Он знал, что прежде князцы Исек и Татуш в Томский город ездили и даже шертовали русским. Возвращались успокоенные подарками и обласканные. Но то было прежде. А нынче дурная слава ходит о томских головах Ржевском и Бартеневе. Надежные люди Номче доносили, что в обычае Ржевского и Бартенева пытки да издевательства. Многие над ясачными насильства исходят от этих новых нойонов. Смекнул Номча, что для сношений с русскими выбрал не самое лучшее время, но у него не было иного выхода.
Ласкою, а не жесточью призывать людей иных, новых землиц под государеву высокую руку, избегать лишних смут да кроволитья — этот извечный государев наказ напрочь забыли Матвей Ржевский и Семен Бартенев. Недолгое их правление томским краем было отмечено грабежом ясачных, взяточничеством и пьяным разгулом. Вот к этим-то головам и отправил кыргызский князец Номча свою жену.
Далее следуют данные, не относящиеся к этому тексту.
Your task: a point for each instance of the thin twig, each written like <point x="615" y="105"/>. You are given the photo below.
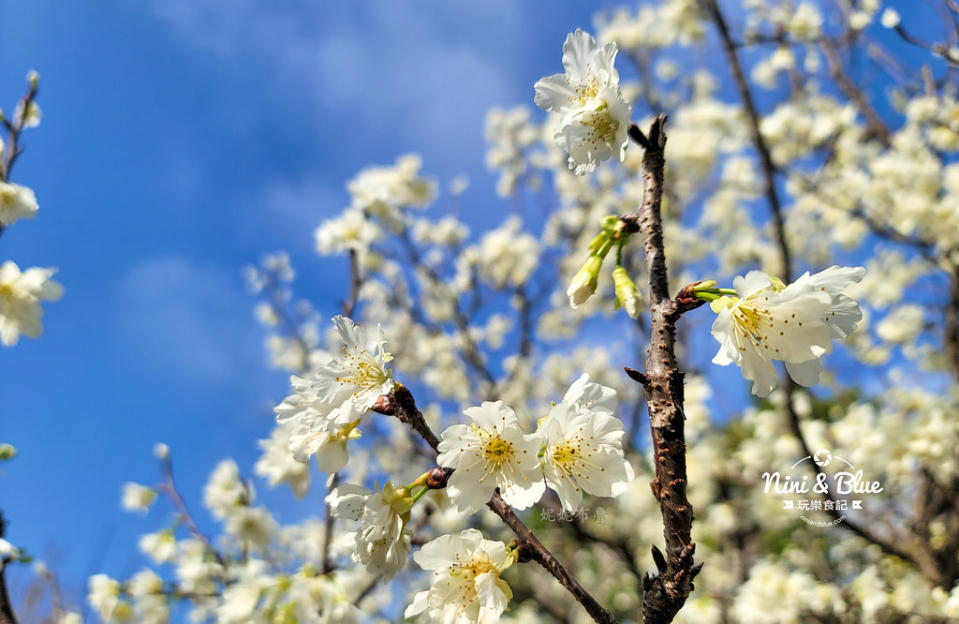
<point x="169" y="487"/>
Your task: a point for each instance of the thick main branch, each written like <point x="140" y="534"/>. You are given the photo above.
<point x="666" y="592"/>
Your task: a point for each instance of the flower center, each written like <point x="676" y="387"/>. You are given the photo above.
<point x="362" y="370"/>
<point x="603" y="125"/>
<point x="497" y="450"/>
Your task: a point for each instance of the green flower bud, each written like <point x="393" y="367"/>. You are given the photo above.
<point x="584" y="282"/>
<point x="627" y="295"/>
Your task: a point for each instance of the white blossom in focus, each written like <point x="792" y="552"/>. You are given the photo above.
<point x="795" y="324"/>
<point x="584" y="445"/>
<point x="382" y="542"/>
<point x="324" y="410"/>
<point x="491" y="452"/>
<point x="594" y="115"/>
<point x="277" y="465"/>
<point x="20" y="297"/>
<point x="466" y="587"/>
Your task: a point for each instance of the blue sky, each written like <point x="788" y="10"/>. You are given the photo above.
<point x="181" y="140"/>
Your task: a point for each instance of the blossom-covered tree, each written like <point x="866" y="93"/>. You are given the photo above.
<point x="713" y="186"/>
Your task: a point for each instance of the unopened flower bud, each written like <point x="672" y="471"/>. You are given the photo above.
<point x="584" y="282"/>
<point x="627" y="295"/>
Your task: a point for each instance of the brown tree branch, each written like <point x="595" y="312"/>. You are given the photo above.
<point x="752" y="118"/>
<point x="169" y="487"/>
<point x="665" y="592"/>
<point x="401" y="403"/>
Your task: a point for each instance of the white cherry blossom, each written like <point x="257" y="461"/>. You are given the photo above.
<point x="795" y="324"/>
<point x="594" y="116"/>
<point x="491" y="452"/>
<point x="382" y="541"/>
<point x="584" y="445"/>
<point x="20" y="297"/>
<point x="466" y="586"/>
<point x="324" y="411"/>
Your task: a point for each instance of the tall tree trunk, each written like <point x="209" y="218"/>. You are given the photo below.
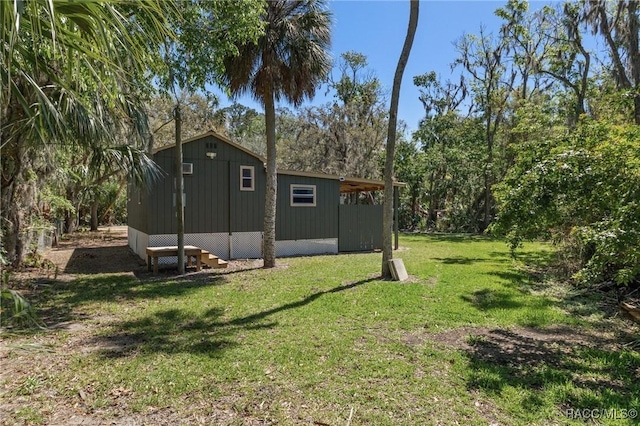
<point x="269" y="241"/>
<point x="179" y="189"/>
<point x="387" y="216"/>
<point x="94" y="215"/>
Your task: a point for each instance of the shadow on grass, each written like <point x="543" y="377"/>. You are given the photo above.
<point x="181" y="331"/>
<point x="557" y="368"/>
<point x="57" y="302"/>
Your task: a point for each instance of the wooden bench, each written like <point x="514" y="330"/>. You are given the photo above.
<point x="154" y="253"/>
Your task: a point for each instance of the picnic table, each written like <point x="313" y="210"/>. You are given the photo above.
<point x="154" y="253"/>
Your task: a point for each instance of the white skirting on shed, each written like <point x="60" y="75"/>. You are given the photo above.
<point x="138" y="241"/>
<point x="246" y="245"/>
<point x="238" y="245"/>
<point x="217" y="244"/>
<point x="306" y="247"/>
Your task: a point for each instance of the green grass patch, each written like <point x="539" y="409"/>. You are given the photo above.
<point x="471" y="338"/>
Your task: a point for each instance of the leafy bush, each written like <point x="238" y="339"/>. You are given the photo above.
<point x="582" y="189"/>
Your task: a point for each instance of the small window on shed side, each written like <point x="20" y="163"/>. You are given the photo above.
<point x="247" y="178"/>
<point x="303" y="195"/>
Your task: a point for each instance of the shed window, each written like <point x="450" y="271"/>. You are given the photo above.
<point x="303" y="195"/>
<point x="247" y="178"/>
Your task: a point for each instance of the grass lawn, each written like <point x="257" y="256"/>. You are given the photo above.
<point x="474" y="337"/>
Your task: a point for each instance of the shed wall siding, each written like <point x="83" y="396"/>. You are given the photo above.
<point x="246" y="208"/>
<point x="306" y="223"/>
<point x="137" y="208"/>
<point x="214" y="203"/>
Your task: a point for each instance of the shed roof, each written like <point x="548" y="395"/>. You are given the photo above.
<point x="347" y="184"/>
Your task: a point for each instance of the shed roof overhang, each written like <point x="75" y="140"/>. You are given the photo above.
<point x="347" y="185"/>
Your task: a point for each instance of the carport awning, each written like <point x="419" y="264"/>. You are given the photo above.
<point x="347" y="185"/>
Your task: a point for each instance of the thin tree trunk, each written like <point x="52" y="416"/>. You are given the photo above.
<point x="123" y="183"/>
<point x="387" y="219"/>
<point x="179" y="190"/>
<point x="269" y="242"/>
<point x="94" y="215"/>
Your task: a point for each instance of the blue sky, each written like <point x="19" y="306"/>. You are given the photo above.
<point x="378" y="28"/>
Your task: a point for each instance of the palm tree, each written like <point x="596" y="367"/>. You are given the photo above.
<point x="289" y="61"/>
<point x="387" y="219"/>
<point x="72" y="75"/>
И алтысарцы, и алтырцы, и байгулы, и ачинцы, и тынцы, и тубинцы, и иные люди кыргызского языка — вся Степь — с настороженным и выжидательным любопытством следили за исходом Номчина посольства. А события развертывались так.
В один из невидных зимних дней на подходе к Томскому замаячили верхоконные фигуры. По упружистой, неумаянной их посадке и одеждам нетрудно было распознать в наездниках степняков.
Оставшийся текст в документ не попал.